The Monetary Policy Committee is simply no longer even trying to contain inflation, the Federal Reserve in Washington and the Bank of England in London are, in concert with their respective treasuries, deliberately letting inflation go to solve the government debt crisis on the backs of pensioners and prudent savers. The only reason they don’t say it explicitly is because if inflation expectations were to be higher it would feed, reflexively, into even still higher inflation. That is why Mervyn King has disingenuously claimed for 5 years that inflation is “a blip”. Some blip…
This from the party of sound money will hit a key voter demographic hardest, the demographic that is most loyal in voting for the Conservative Party, affluent retirees. David Cameron’s conference speech last week was nowhere near as good as his 2008 speech:
I believe that government’s main economic duty is to ensure sound money and low taxes. Sound money means controlling inflation, keeping spending under control and getting debt down. So we will rein in private borrowing by correcting that big mistake made by Gordon Brown, and restoring the Bank of England’s power to limit debt in the economy.
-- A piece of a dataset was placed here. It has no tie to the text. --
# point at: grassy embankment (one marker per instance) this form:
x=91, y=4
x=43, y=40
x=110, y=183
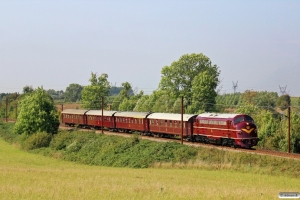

In government and at the Chancellor’s behest we are seeing the printing of money on a scale never seen before, inflation is uncontrolled, spending is rising, debt is being encouraged to rise. The Chancellor plans to facilitate more private borrowing from the Treasury by poor corporate credit risks and the Bank of England now holds on its books a third of all the government debt outstanding with no credible plan to unwind the hundreds of billions in QE driven government gilt purchases. Sound money? What a joke.